The cause of the mysterious demise of K-129 is not known to this day, although plenty of theories, at times quite improbable, exist. It’s very doubtful that at a time of one very serious international crisis and on the verge of another, the superpowers would have allowed themselves any unfriendly moves. Even though the whole affair of the spy crew return ended in it returning on the very eve of Christmas, Johnson and Kosygin exchanged messages more than once, and Thompson and Dobrynin, the Embassadors to Moscow and Washington, were closely involved in resolving the conflict situation. It ended with the Soviet Union finally putting the squeeze on its “younger brother,” but it’s nonsensical to suppose that in such a tense atmosphere there could be any kind of talk of retaliation with the use of torpedo arms.

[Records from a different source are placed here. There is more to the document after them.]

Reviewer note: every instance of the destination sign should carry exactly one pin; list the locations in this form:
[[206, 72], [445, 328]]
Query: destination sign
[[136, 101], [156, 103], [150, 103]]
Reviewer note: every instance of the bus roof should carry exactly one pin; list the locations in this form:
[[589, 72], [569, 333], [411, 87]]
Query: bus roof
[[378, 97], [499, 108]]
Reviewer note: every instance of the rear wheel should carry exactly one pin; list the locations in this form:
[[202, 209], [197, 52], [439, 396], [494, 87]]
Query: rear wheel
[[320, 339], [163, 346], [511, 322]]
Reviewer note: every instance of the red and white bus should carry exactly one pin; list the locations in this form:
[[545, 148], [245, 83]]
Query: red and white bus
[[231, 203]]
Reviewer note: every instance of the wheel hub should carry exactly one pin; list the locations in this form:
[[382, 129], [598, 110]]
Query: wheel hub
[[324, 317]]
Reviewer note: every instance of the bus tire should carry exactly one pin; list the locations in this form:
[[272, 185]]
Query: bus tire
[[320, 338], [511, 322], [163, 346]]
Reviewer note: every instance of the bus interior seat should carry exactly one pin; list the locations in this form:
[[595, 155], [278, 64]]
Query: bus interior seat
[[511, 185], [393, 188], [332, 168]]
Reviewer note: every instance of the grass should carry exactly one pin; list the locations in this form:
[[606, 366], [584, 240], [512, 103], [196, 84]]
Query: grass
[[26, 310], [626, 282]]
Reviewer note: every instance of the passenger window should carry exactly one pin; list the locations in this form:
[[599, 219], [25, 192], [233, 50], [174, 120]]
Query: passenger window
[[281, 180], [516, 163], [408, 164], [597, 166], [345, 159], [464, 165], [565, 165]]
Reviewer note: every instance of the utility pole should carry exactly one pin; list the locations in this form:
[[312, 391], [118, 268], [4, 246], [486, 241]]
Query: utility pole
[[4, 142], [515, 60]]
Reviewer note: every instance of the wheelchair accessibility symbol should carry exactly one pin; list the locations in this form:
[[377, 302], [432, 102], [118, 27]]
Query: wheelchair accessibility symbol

It is nonsense also because at the time of the American Scorpion’s demise in the Atlantic, the biggest search and rescue operation in the history of the Soviet Navy was still taking place in the Pacific Ocean. The search for the K-129 lasted for 73 days and ended on June 1. The government commission worked under the assumption of “disappearance” and no other, and in the list of probable causes, exclusively navigational in nature, any possibility of even an accidental contact with the US ships was not considered at all! Any conspiracy theory suspicions appeared only during the period of “glasnost.” As for the Scoprion, the US Navy Command officially accepted the theory of the submarine being destroyed by its own torpedo, its engine spontaneously activating within the tube. The commanding officer released it from the tube but could not avoid it in time; the torpedo locked itself onto its target and had not missed.

One cannot call the Offley’s book a bestseller, the big press of the US refused to publish reviews. The readers are ready to accept the possibility that the US Navy Command knows more about the tragedy of the 40 years ago than it says. But, they reproach the author for the prolixity (the book just short of 500 pages), and, more importantly, for the lack of convincing evidence for his “Russian trace” theory. One Paul Boyne’s comment in the reader’s forum of the Amazon.com expresses the general opinion most explicitly: “Mr. Offley has done a disservice to the men of the submarine force to put forth a fictional account of what he wants to believe happened to the Scorpion. He has no facts to even suspect that the Soviets had a hand in the loss, yet he has managed to get a book published in a historical context. For the readers who are interested in the demise of the Scorpion, it is a true waste of paper and ink. There is nothing here to even hint of journalistic competence, merely fictional fantasy. A true disgrace to submariners on both sides of the Cold War. Relegate this prose to the rubbish heap and move on.”